En el escrito de 78 páginas, acompañado por 22 apéndices que suman alrededor de 4 mil 600 hojas, los defensores solicitan la anulación del juicio o, en su defecto, la repetición completa del proceso, alegando que fue irremediablemente contaminado.
Uno de los principales argumentos que sustentan la apelación es el supuesto perjurio cometido por testigos clave durante el juicio, cuya credibilidad –asegura la defensa– fue cuestionada con evidencia que no fue valorada por el jurado.

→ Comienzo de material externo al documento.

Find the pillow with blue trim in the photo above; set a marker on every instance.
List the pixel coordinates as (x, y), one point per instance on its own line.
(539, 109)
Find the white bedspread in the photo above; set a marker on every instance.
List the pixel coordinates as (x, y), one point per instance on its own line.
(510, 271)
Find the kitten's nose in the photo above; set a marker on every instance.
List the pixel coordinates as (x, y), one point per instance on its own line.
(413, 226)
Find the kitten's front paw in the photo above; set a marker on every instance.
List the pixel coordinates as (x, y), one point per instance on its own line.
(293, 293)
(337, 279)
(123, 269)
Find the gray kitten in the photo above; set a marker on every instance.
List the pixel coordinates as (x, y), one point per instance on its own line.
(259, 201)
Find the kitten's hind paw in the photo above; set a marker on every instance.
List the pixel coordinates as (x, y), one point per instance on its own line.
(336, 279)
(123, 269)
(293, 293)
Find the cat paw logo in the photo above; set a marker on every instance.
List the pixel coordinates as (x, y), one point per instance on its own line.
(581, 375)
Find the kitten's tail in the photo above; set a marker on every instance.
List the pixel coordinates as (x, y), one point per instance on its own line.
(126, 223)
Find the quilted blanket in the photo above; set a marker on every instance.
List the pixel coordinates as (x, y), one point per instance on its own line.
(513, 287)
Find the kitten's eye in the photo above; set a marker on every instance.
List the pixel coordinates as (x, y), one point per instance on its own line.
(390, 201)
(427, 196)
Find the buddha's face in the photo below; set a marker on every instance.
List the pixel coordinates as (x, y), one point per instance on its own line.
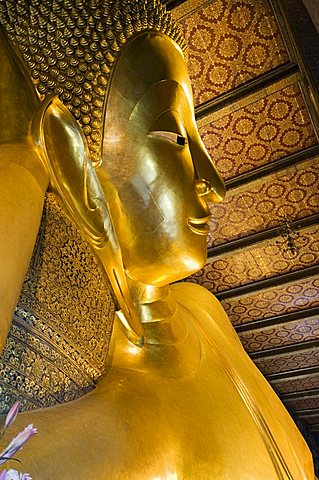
(155, 170)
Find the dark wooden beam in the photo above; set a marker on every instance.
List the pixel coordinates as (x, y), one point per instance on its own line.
(309, 412)
(278, 320)
(269, 282)
(289, 374)
(272, 167)
(296, 347)
(313, 428)
(252, 86)
(258, 237)
(300, 395)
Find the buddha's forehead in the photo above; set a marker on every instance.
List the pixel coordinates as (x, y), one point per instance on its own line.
(151, 69)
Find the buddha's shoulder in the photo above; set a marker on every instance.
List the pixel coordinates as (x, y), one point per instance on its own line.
(205, 308)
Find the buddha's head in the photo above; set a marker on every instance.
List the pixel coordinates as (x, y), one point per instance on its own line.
(155, 170)
(118, 67)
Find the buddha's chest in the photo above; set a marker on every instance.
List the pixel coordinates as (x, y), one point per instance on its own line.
(197, 426)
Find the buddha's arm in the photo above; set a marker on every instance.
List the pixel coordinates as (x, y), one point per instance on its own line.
(23, 181)
(260, 399)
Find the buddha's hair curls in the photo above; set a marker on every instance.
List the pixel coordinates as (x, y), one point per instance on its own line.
(70, 46)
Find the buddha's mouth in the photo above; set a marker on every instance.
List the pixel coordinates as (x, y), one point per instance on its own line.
(199, 225)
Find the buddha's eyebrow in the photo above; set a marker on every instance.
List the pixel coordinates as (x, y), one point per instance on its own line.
(158, 99)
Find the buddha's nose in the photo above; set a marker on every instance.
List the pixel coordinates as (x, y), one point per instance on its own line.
(209, 184)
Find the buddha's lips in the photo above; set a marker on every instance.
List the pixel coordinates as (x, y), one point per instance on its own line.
(199, 225)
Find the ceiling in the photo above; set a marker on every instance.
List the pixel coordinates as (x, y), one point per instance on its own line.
(257, 117)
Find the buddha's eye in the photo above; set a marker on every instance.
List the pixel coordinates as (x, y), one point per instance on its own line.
(172, 137)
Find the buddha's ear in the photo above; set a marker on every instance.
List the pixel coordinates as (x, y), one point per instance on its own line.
(71, 172)
(63, 148)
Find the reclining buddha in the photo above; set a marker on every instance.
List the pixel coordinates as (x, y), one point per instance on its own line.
(114, 136)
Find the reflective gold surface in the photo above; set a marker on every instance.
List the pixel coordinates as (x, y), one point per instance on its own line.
(179, 398)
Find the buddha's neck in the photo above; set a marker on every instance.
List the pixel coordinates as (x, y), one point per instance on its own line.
(158, 312)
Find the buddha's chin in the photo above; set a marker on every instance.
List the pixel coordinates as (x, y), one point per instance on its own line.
(171, 269)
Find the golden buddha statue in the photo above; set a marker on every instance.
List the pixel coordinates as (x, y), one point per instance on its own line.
(179, 399)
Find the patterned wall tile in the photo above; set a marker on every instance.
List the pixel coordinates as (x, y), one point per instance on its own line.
(288, 361)
(280, 335)
(304, 403)
(230, 42)
(270, 128)
(270, 302)
(262, 204)
(261, 260)
(304, 382)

En ese sentido, se menciona el caso del exagente federal Francisco Cañedo Zavaleta, quien afirmó que García Luna fue secuestrado por criminales en una carretera, mientras que los abogados afirman tener pruebas de que ese mismo día el exfuncionario se encontraba en un hospital privado acompañando a su esposa.
También se impugna el testimonio de Héctor Villarreal, exsecretario de Finanzas de Coahuila, quien –según la defensa– ofreció declaraciones cronológicamente imposibles, como visitas a lugares que aún no existían en el momento descrito o el uso de tecnología que nunca fue adquirida por la Secretaría de Seguridad Pública.
Otro punto relevante de la apelación señala que el equipo de la fiscalía habría omitido entregar al jurado información exculpatoria, como documentos de agencias estadounidenses que habían realizado investigaciones de rutina, entrevistas oficiales y pruebas de polígrafo al exfuncionario sin detectar señales de actividad delictiva. Además, se denuncia que uno de los testigos colaborativos continuó cometiendo delitos durante su cooperación con las autoridades, sin que ello se informara durante el juicio.
La defensa también acusa al juez Brian Cogan de restringir el derecho de confrontación al limitar el contrainterrogatorio a testigos clave como Sergio Villarreal Barragán y Harold Poveda Ortega. Asimismo, critica la admisión de fotografías de bienes sin demostrar su vínculo con los delitos imputados, lo cual –afirman– sesgó la percepción del jurado.
Finalmente, el equipo legal de García Luna calificó la sentencia como desproporcionada, al considerar que la condena de 38 años de cárcel y la multa de dos millones de dólares no se sustentan en pruebas concluyentes y no guardan proporción con casos similares. También argumentaron que la sanción económica es incompatible con la actual situación financiera del exfuncionario.